Noyes also noted that "Karl Rove criticized Murtha and John Kerry’s defeatism" treating defeatism as an uncontested fact (as did another reference to "Murtha's defeatist rhetoric") rather than as merely Rove's opinion. Noyes also failed to repeat Rove's specific claim -- perhaps because it was false. As Time's Joe Klein noted, Rove was accusing Murtha and Kerry of wanting to "cut and run" -- the playbook from which Noyes cribbed -- adding that terrorist Abu Musab al-Zarqawi wouldn't have been nailed if we had pulled out of Iraq. Klein adds:
Rove's assertion was scurrilous and inaccurate. Al-Zarqawi had been eliminated through terrific intelligence work and air power, neither of which required a substantial U.S. ground presence in Iraq.
Noyes' article is a "reality check" only if you consider Republican talking points to be reality.
Cashill Still Peddling Weldon Conspiracy Theory Topic: WorldNetDaily
Conspiracy maven and Curt Weldon promoter (but we repeat ourselves) Jack Cashill spends his Nov. 16 WorldNetDaily column flogging once more his latest conspiracy theory (which we've previously detailed) that former Clinton administration officials conspired to cause Weldon to lose his congressional seat to Democrat Joe Sestak.

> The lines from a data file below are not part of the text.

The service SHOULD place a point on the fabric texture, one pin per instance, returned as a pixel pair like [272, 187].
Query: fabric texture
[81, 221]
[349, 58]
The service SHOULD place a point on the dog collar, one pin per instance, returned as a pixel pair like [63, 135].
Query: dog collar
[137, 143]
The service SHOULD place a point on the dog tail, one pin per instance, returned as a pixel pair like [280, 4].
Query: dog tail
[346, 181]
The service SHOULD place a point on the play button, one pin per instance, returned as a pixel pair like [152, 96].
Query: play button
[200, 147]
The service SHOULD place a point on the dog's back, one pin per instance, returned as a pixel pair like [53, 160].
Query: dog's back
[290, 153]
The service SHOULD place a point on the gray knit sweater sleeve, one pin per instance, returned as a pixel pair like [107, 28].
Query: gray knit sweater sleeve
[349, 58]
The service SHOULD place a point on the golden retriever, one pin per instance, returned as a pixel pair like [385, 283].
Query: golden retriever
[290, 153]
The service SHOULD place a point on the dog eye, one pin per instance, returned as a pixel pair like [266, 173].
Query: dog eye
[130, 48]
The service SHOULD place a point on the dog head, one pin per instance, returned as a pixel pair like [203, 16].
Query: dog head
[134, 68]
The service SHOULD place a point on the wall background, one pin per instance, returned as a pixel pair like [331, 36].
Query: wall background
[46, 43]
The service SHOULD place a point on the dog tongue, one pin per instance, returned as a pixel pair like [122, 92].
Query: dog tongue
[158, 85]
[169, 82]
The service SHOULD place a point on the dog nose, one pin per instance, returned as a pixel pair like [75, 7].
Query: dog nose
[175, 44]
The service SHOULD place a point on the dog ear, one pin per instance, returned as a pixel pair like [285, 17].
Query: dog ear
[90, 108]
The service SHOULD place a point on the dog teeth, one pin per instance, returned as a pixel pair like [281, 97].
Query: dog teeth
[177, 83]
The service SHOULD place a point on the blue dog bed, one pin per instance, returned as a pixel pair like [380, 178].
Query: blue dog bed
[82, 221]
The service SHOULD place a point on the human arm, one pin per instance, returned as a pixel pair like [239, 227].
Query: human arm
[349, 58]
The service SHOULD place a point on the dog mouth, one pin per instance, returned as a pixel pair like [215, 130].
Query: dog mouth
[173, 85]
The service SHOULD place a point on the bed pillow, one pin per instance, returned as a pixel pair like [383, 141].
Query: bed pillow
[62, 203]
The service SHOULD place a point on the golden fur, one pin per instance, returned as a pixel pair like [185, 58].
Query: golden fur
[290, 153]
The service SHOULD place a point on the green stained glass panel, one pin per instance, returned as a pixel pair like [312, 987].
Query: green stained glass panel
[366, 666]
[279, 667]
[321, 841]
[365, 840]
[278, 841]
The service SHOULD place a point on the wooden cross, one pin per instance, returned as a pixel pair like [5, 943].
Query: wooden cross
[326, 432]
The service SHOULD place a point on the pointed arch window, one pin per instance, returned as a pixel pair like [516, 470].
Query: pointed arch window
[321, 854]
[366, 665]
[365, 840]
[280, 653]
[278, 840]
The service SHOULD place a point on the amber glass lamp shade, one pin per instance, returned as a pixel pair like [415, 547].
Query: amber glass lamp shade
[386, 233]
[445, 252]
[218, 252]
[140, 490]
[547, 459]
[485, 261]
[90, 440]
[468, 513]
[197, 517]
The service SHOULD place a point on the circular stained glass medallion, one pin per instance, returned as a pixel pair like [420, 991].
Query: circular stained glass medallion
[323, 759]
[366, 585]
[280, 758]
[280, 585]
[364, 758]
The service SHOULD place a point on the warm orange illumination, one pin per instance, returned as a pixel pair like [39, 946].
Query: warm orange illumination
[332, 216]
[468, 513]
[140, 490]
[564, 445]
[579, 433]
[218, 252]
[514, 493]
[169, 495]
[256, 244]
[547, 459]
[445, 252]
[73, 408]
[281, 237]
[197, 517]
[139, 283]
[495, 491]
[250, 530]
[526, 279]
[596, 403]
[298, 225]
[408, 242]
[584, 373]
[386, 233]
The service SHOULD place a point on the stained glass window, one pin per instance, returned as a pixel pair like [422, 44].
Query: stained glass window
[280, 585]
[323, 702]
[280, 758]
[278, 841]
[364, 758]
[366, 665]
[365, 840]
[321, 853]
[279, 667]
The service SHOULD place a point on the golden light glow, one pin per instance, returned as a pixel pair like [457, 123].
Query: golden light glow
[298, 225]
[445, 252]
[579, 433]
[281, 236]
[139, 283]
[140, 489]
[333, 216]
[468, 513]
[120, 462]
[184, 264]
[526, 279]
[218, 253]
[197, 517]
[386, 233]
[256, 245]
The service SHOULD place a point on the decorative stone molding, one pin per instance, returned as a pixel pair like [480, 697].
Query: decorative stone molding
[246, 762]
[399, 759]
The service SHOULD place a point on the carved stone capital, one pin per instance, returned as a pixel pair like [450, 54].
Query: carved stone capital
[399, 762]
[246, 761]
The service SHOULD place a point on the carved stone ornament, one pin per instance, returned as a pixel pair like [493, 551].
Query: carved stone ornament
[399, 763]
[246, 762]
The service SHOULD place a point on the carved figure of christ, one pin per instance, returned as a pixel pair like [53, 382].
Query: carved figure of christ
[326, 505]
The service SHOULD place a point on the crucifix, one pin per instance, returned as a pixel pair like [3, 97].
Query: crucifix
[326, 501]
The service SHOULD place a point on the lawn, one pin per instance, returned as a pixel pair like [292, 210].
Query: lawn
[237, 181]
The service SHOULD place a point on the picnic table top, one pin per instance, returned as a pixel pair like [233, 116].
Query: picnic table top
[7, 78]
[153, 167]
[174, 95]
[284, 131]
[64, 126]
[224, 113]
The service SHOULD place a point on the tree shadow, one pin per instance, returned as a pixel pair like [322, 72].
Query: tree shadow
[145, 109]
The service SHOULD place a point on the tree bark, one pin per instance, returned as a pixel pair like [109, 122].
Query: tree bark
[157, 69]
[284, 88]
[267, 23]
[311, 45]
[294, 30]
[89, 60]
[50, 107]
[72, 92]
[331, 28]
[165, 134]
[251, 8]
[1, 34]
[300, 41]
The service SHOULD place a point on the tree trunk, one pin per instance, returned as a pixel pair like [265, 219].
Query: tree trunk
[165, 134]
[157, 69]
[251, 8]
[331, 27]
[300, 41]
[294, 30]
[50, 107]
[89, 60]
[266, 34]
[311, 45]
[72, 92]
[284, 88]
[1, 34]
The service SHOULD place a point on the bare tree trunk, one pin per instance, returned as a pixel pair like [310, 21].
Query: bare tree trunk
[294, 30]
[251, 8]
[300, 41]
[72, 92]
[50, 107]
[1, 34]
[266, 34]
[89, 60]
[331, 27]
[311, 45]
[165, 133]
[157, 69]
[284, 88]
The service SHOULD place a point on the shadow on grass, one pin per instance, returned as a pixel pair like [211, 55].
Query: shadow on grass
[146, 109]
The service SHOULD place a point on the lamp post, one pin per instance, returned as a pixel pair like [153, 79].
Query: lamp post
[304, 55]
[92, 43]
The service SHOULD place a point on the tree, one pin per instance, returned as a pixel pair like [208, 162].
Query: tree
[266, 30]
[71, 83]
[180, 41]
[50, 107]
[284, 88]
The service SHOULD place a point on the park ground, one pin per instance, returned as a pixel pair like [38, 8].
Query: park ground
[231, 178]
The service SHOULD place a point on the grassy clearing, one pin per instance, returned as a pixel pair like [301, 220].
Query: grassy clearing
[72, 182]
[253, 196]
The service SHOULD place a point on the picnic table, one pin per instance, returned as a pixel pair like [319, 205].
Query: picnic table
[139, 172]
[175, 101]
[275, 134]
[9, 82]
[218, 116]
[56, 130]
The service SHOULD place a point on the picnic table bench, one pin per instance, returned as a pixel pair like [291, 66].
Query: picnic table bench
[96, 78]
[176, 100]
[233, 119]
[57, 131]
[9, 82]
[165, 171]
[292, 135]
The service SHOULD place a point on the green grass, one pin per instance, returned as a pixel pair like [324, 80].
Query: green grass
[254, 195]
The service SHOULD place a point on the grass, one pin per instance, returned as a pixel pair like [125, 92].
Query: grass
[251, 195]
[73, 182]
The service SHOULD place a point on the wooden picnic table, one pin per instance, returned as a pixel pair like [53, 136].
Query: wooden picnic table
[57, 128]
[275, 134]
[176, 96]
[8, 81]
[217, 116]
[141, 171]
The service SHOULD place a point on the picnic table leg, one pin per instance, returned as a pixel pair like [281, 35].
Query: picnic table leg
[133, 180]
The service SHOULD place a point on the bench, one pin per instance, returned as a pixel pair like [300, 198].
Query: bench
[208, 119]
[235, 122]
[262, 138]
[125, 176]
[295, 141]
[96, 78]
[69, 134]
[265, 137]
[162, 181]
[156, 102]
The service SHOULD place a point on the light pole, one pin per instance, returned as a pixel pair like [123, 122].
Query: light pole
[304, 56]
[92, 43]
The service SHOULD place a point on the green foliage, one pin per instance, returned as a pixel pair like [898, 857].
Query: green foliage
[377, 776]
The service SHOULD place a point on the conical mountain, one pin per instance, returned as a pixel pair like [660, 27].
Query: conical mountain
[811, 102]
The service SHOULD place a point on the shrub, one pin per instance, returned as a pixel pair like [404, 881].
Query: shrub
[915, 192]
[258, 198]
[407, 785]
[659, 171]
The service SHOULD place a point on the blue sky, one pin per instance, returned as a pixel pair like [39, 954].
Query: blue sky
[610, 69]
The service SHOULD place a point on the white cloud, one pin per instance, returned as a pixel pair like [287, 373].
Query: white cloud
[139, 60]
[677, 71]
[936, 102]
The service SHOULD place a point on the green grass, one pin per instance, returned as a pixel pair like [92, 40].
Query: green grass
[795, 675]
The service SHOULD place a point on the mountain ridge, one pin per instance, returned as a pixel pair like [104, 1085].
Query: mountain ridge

Nothing really new here -- the usual false attacks on Sandy Berger, denigration of Sestak as a tool of the conspiracy. And once again, Cashill downplays the federal investigation into Weldon's influence-peddling calling it "dirty" that it was exposed a few weeks before the election and suggesting it was part of the larger anti-Weldon conspiracy plot. (Cashill never actually offers any evidence to contradict the influence-peddling claims.) This time, though, Cashill dragged his longtime TWA Flight 800 conspiracy-mongering into the picture, recounting the time Cashill showed Weldon his film on that conspiracy, "Silenced" (though Cashill fails to note in his column that he was the one who made "Silenced").
Cashill also writes of his attempts to get other media interested in his efforts to tie the Weldon investigation into his larger conspiracy theory:
I attempted to contact both [Greg] Gordon of the McClatchy papers and the local Pennsylvania newspaper, the Delco Times. I left messages telling them there was more to this plot than met the media's blinkered eye. I got no response from either.
Gee, why could that be? Perhaps because Cashill has a history of dubious conspiracy theories, such as his claiming that anti-abortion extremist James Kopp was framed in the shooting death of an abortion doctor shortly before Kopp pleaded guilty to shooting the doctor.